Reference: C. Sanderson and B.C. Lovell Multi-Region Probabilistic Histograms for Robust and Scalable Identity Inference. Lecture Notes in Computer Science (LNCS), 5558, 199-208, 2009.

YouTube Video Text

Description: This database contains 30 videos obtained from YouTube. The videos are all 15 seconds, 30 frames per second, and HD 720p quality. The database is split in two; one has captions, song title, logos but the other has scene text like street signs and words on a shirt.

License: Not known.

Link: http://vision.ucsd.edu/content/youtube-video-text

Reference: Not known.

YouTube Face DB

Description: This dataset consists of 3.425 videos of 1.595 different individuals.
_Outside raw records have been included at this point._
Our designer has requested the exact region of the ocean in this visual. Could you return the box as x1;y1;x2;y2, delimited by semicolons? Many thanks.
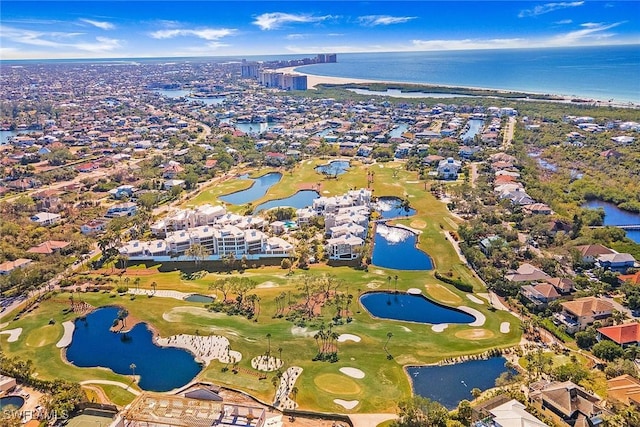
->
295;45;640;104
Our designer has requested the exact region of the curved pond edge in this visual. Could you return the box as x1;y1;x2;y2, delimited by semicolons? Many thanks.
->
253;189;320;213
358;290;478;325
218;172;282;204
371;221;435;270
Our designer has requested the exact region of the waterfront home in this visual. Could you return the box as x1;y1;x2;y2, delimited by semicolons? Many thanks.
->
597;323;640;347
523;203;553;215
554;296;614;333
265;152;286;166
0;258;33;275
574;244;616;264
472;398;547;427
596;252;636;272
30;211;61;226
529;380;607;426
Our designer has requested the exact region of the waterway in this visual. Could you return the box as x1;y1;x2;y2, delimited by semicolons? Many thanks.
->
407;357;514;409
0;130;29;145
155;89;225;105
582;200;640;243
460;119;484;142
389;123;409;139
253;190;319;213
371;223;433;270
218;172;282;205
360;292;475;325
66;307;202;392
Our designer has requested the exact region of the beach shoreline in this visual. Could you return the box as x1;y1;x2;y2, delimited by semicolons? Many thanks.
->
274;66;639;109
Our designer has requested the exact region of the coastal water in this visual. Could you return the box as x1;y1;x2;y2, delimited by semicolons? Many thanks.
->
582;200;640;243
66;307;201;392
360;292;475;324
297;45;640;103
407;357;514;409
219;172;282;205
253;190;319;213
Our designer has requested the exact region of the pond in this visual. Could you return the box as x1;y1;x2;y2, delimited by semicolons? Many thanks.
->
253;190;320;213
0;130;29;145
582;200;640;243
66;307;202;392
184;294;214;303
360;292;475;325
460;119;484;142
315;160;350;177
219;172;282;205
371;224;433;270
374;196;416;219
0;395;25;411
407;357;514;409
389;123;409;139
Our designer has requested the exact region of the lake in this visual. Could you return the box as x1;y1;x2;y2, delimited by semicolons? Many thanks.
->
374;196;416;219
407;357;514;409
372;223;433;270
253;190;319;213
184;294;214;303
315;160;350;177
583;200;640;243
389;123;409;138
360;292;475;325
219;172;282;205
66;307;202;392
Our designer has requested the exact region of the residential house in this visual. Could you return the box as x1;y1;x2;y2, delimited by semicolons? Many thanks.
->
529;381;606;427
76;162;97;172
105;202;137;218
163;179;186;190
0;258;33;275
326;234;364;260
479;235;505;256
618;271;640;286
521;283;561;308
163;163;184;179
596;252;636;272
597;323;640;347
81;219;108;235
574;244;616;264
545;277;575;295
555;296;614;333
26;240;70;255
523;203;553;215
607;375;640;408
265;152;286;166
437;157;462;180
505;263;551;283
31;212;61;226
472;399;547;427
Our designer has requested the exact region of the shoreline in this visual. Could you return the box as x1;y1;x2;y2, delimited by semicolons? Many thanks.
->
275;66;639;108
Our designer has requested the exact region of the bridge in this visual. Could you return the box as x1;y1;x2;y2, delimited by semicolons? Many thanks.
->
589;224;640;230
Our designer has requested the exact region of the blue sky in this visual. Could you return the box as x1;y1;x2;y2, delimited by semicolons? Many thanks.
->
1;1;639;59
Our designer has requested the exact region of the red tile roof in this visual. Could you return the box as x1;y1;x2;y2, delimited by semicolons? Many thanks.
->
598;323;640;345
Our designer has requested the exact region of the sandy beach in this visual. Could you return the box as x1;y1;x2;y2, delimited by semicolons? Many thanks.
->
275;66;377;89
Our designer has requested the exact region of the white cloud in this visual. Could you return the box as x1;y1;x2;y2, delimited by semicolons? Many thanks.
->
555;19;573;24
80;19;115;30
519;1;584;18
286;33;307;40
149;28;235;40
411;38;529;51
253;12;331;30
548;21;624;45
0;25;120;52
358;15;416;26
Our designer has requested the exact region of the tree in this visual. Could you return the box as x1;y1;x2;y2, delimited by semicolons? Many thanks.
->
266;333;272;356
384;332;393;352
117;308;129;328
130;363;137;378
185;243;210;266
392;396;449;427
604;358;638;379
151;281;157;295
592;340;624;361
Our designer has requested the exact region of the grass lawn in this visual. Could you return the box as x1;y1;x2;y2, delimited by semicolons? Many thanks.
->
0;159;521;414
98;384;137;407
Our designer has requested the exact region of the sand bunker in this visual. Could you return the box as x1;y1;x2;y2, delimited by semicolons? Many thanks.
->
163;306;223;323
366;281;382;289
56;321;75;348
251;355;283;372
340;367;365;379
432;324;448;332
156;334;242;366
458;306;486;327
129;289;190;300
455;329;495;340
0;328;22;342
409;220;426;229
274;367;303;411
407;288;422;295
400;326;412;332
405;180;419;184
334;399;359;410
500;322;511;333
257;281;279;289
466;294;485;304
337;334;361;343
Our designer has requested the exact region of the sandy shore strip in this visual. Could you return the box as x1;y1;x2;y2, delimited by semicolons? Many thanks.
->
466;294;485;304
407;288;422;295
0;328;22;342
275;66;376;89
274;366;303;411
337;333;361;343
340;367;365;379
458;306;486;327
156;334;242;366
432;324;449;333
128;289;191;300
56;321;75;348
334;399;359;410
251;355;283;372
500;322;511;333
The average video is 2 minutes and 15 seconds. There are 591 videos of only one person, 471 videos of 2 individuals, 307 videos of 3 persons, 167 of 4 individuals, 51 include 5 individuals but 6 videos contain 8 persons. Every single video frame is encoded using face-image descriptors. The videos also contain labels which indicate the identities of the people appearing in each video.

License: see website.

Link: http://www.cs.tau.ac.il/~wolf/ytfaces/

Reference: Lior Wolf, Tal Hassner and Itay Maoz
Face Recognition in Unconstrained Videos with Matched Background Similarity.IEEE Conf. on Computer Vision and Pattern Recognition (CVPR), 2011.

VB100 Bird Dataset

Description: This database has 1416 videos, the medium length is 32 seconds, of 100 bird species taken by bird experts. Birds were recorded in their natural habitat from a distance, with different scales, poses, background, and camera movement. 798 videos where taken with a moving camera but in the rest the cameras were still.

License: Not known.

Link: http://arma.sourceforge.net/vb100/

Reference: ZongYuan Ge, Chris McCool, Conrad Sanderson, Peng Wang, Lingqiao Liu, Ian Reid, Peter Corke. Exploiting Temporal Information for DCNN-based Fine-Grained Object Classification. arXiv preprint 1608.00486, 2016.